Vogue on: Elsa Schiaparelli
|Series:||Vogue on Designers|
Shocking, witty and eccentric, the designs of Elsa Schiaparelli are among the most innovative and influential in the history of fashion. Black gloves with golden fingernails, buttons shaped like lips, trompe l'oeil images, brightly coloured zips and perfume bottles in the shape of a torso would not be out of place in fashion today, but they were created by Schiaparelli in the 1930s. A true original, she collaborated with artists such as Salvador Dali and Man Ray, pioneered the runway show and designed costumes for film-stars from Mae West to Marlene Dietrich. She used film and stage as a publicity vehicle for her label, and her advertising graphics were far ahead of their time. Through the photographs and illustrations of Vogue that championed Schiaparelli from the first picture of her revolutionary Bow-knot sweater in 1927 to the Surrealist Tears dress and Shoe hat of the late 1930s, Elsa Schiaparelli presents the enduring legacy of this daring and visionary designer. Vogue, the international fashion bible, has charted the careers of designers through the decades. Its unique archive of photographs, taken by the leading photographers of the day from Cecil Beaton to Mario Testino, and original illustrations, together with its stable of highly respected fashion writers, make Vogue the most authoritative and prestigious source of reference on fashion. With a circulation of over 160,000 and a readership of over 1,400,000, no brand is better positioned to present a library on the great fashion designers of the modern age.

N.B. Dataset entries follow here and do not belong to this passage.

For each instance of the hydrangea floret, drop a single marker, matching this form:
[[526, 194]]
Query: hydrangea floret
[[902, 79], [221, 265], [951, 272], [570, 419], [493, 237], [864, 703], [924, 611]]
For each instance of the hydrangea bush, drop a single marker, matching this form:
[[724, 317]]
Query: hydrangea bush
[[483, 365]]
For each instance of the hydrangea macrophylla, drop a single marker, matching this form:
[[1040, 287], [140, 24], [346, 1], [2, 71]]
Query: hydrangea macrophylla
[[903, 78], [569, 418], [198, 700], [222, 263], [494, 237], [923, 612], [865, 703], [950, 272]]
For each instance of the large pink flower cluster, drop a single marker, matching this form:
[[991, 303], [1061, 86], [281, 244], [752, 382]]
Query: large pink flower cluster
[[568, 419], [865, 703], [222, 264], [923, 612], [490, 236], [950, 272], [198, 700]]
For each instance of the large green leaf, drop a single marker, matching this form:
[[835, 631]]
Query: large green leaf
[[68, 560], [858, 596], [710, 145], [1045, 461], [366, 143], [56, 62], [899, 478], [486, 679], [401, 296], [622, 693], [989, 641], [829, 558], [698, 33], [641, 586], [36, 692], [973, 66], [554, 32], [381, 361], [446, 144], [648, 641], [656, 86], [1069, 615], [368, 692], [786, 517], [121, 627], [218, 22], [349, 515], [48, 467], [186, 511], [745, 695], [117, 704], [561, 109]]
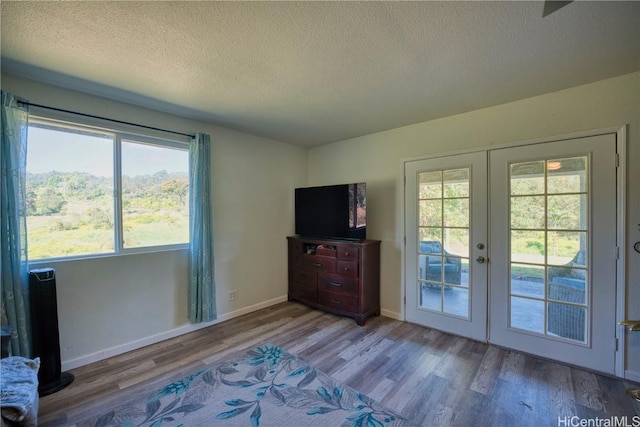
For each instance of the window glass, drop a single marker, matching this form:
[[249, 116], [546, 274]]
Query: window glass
[[74, 186], [155, 195]]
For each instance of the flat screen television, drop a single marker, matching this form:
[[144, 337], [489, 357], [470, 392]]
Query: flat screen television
[[332, 211]]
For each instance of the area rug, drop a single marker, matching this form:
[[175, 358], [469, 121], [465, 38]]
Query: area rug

Judith Watt is a fashion historian, writer and broadcaster. She is Course Director of the Fashion Journalism MA at Kingston University and teaches the history of dress on the Fashion Communication and Promotion BA at Central Saint Martins College of Art and Design. She is the Editor of the Penguin History of 20th Century Fashion Writing and author of Ossie Clarke: 1965 - 1974 and Dogs in Vogue.